With the two steps upfront physical corruption or damages of pages which occurred in the I/O path or in storage locations get detected in short time. The very rare issue of successfully persisting a page which got damaged in memory already however isn’t detected. Sure CHECKDB does a lot of other checks which should be run from time to time, but the reason #1 of page content being changed transferring to the media or by an incident on the media got covered in step 1 and step 2. Now one can lower the frequency of CHECKDB on production to a longer period.

 

When to run CHECKDB as soon as possible?

CHECKDB should be run as soon as possible when storage problems came up. We had a customer a few days back where the SAN device literally crashed. They ran CHECKDB immediately after the SAN was up again and indeed detected issue in the table GLPCA where several pages were physically damaged. Other cases when CHECKDB should be run are cases where you see read and write errors reported in the Windows Event Viewer. Other triggers to run CHECKDB could be severe breaks and issues in the FC or iSCSI cabling or hardware.

 

More luxurious ways of performing CHECKDB

Some of our customers from the beginning opted for not running CHECKDB against the production system. Instead those customers perform a restore exercise every week or month against an older set of server hardware and storage. After the restore is finished they use that database to run CHECKDB against. Some of those customers use this system for the remaining time then as ‘destructive testing’ system. Or they use it to have SAP support looking at issues which they have in production, but which are not reproducible with the older dataset in the test system.

Some of our customers are using Database Mirroring. The mirror would give those customers the possibility to create a database snapshot on the mirror and run CHECKDB against the mirror. This is a fine thing and tells whether the mirror database is fine or not. However it doesn’t give any indication on physical consistency of the principal database. Since SQL Server Database Mirroring only ships the change records to the mirror, eventual damages done to pages on the principal are not transferred to the mirror. This can be very different to Storage Replication where a category of damages could be transferred to the secondary data mirror.

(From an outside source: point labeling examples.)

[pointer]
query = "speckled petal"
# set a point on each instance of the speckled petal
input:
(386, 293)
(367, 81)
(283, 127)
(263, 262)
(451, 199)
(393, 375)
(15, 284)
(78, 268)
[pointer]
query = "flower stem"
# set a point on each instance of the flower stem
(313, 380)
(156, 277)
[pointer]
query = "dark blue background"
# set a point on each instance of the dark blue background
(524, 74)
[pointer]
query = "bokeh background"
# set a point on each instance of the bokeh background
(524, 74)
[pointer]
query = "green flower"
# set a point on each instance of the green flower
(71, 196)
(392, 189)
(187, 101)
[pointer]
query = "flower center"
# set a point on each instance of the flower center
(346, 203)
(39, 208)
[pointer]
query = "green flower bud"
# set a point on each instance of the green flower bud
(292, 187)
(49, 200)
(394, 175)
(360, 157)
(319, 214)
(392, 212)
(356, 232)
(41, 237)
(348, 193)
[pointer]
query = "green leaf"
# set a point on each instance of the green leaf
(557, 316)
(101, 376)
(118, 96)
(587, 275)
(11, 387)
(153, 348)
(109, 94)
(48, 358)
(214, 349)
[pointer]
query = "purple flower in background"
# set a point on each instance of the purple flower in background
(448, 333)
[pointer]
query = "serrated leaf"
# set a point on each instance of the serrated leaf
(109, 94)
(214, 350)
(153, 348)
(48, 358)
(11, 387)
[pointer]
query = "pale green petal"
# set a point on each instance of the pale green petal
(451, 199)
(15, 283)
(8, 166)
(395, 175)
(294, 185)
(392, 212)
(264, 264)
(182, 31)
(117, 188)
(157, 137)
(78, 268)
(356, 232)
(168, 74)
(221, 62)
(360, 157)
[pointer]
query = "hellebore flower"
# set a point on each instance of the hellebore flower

Additionally SQL Server 2008 introduced automatic repair of damaged pages under the condition that synchronous database mirroring is used

 

Backup Verification

Another related issue to the topic is verifying backups not only when performing them (like with checksum), but when they are on the backup media. The only way to check whether a backup is restorable end-to-end is to restore it. In SQL Server we can perform a ‘restore verifyonly’ which tells us as much as the data on the backup media does fulfill the requirements in terms of formats. Restore verifyonly performs the same steps as a normal restore, except copying the bits and bytes of the restore to disk. Means fundamental functionalities around a backup device being readable, the device hardware being able to function is tested. As of the quality what is on the backup device format of extents and pages are checked as well. If ‘backup with checksum’ or backup compression was used, two different checks on checksums are executed as well. First check is the checksum on the backup stream. Second check is as during the backup to check the checksum on each page and compare it with the entry in the page header section. So this ‘restore with verifyonly’ option gives already pretty good indications whether a backup is restorable. But the ultimate test for restore is to execute a real restore. Not only that a real restore can give the staff some exercise or familiarity with the processes around a restore, it also gives some indication of timing and other things to take care of when restoring. What to do with the restored database? As I mentioned earlier, it could be used for running complete CHECKDB on it or perform exercises one wouldn’t even dare to do in a development or test system.